Starring Michael Stuhlbarg, Richard Kind, Sari Lennick, Fred Melamed, Aaron Wolff, Jessica McManus, Alan Mandell, Adam Arkin, George Wyner, Amy Landecker
Written and Directed by Joel & Ethan Coen
Expectations: Moderately high. I love the Coen Bros, but they’ve burned me before.
Wow. I don’t know what to say. I honestly don’t feel qualified enough to form a complete response to this movie. I loved it. Absolutely one of the best films of 2009, but this is so not a film for everyone. The Coen Brothers generally make polarizing movies, but this is even in its own league within their filmography. It is probably their darkest and most personal comedy, and it instantly ranks with their best work for me. This also makes it a tough nut to crack. Immediately after watching I felt that I needed to see it again, and I would say that most would need a couple of viewings to really get their heads around it. If the ending to No Country for Old Men left you scratching your head, then you will want to assume that position once again. If you enjoy that sort of ambiguity as much as me though, then you are in for a treat.

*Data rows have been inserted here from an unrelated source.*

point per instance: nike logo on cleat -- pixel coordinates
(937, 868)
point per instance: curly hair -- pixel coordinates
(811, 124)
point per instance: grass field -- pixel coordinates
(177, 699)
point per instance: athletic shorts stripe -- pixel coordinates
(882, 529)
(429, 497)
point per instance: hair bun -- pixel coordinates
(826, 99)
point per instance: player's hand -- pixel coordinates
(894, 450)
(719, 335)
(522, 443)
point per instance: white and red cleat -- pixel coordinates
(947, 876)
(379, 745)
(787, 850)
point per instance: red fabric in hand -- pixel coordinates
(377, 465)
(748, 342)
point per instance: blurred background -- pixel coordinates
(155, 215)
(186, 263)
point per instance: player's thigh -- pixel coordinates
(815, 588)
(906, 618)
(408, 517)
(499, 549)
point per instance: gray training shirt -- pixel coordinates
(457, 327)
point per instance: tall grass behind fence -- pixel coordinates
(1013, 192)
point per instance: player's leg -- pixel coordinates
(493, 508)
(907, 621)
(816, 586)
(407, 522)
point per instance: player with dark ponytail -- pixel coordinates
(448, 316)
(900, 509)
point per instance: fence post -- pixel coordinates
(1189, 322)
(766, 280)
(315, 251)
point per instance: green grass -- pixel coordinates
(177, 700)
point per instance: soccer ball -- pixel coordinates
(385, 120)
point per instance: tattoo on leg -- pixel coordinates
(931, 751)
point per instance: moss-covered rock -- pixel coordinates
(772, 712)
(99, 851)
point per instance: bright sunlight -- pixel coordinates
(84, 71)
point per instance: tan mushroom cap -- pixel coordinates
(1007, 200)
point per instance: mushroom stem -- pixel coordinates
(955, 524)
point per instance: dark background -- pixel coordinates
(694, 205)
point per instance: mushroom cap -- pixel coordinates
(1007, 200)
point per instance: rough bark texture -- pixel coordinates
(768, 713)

A Serious Man tells the story of Larry Gopnik (Michael Stuhlbarg), who just can’t seem to get anything going in his direction. His wife is leaving him for a widowed family friend. His kids have zero respect for him. He’s almost tenured in his teaching job, but now that is up in the air as well. Don’t worry, this is all towards the beginning, but viewing this film isn’t so much about the plot as it is about the atmosphere and connecting to the sad helplessness of Larry. The film takes place in the late 1960s and it feels like it. Period details and music abound and delight.
The Coen’s have acknowledged that this film is a retelling of the biblical tale of Job and I think they have done some marvelous work in the pseudo-adaptation. It is an absolute travesty that this did not win for Best Screenplay. Familiarity to the story of Job is not necessary to understand the film, but it helps. In a nutshell, it is a story of Job as God puts him through great hardships in a trial of faith. It’s a rather disturbing story, but in the end Job is rewarded for his faith and for never renouncing God. It is the ultimate “endure this suffering now, for great reward later” story. The difference in the Coen’s version is that for me, I don’t believe that Larry Gopnick will ever get that reward that Job’s story would suggest.
The acting is fantastic across the board. I had never seen Michael Stuhlbarg in anything before and I won’t be surprised when he starts popping up in lots of movies. He was excellent. The film is skillfully shot and edited as I have come to expect from the Coens. They are masters at the top of their art form and it is an absolute pleasure to watch. You do need a fairly offbeat, dark sense of humor to even see the comedy in this film, as it would play as a boring drama that makes little sense otherwise.
I look forward to watching this film many times in the future.
I agree completely, the Coen brothers are probably the most gifted “dynamic duo” the film industry has seen in quite some time (or will be seeing too) but they get themselves in pretty deep here. I plan on watching it again soon to pick up on all of things even the most astute viewer would miss.
Yeah it really demands watching it at least twice. Good stuff. I look forward to their remake of True Grit. Not a big remake fan, but I love True Grit and I think they’ll do the story justice. The biggest hurdle is having someone other than John Wayne playing Rooster Cogburn. We’ll see.
Weren’t we going to do once upon a time in china?
I noticed you don’t put any clips on with the reviews any particular reason? I think it is a fun part of the process.
I like the simplicity of just a poster image. It’s just a preference, no concrete reason really.
Kind of a minimalist aspect–nice.
I liked this film very much, but do need to correct you on something. Jews don’t believe in “Satan,” so the story of Job has nothing to do with the devil, and there are no gods in the Bible, only G-d. Yes, faith is tested, but it’s not G-d “playing with mortals.”
Did you catch the Dybuk in the film? Quite clever writing.
My apologies and thanks for commenting. I edited the post to reflect what I have learned from you. I honestly did not know that Jews don’t believe in Satan. The way I was told the story, it involved Satan being an antagonist, but I realize now that this is a Christian version of the tale. Who is in that role if Jews don’t believe in Satan? Or does that role exist at all? I appreciate good discussion, so thanks for correcting me.
The Dybbuk in the prologue? Or is there a representation in the main film? If you mean the main film, I missed it. Something for the next viewing. I feel that the film has a lot of layers to uncover.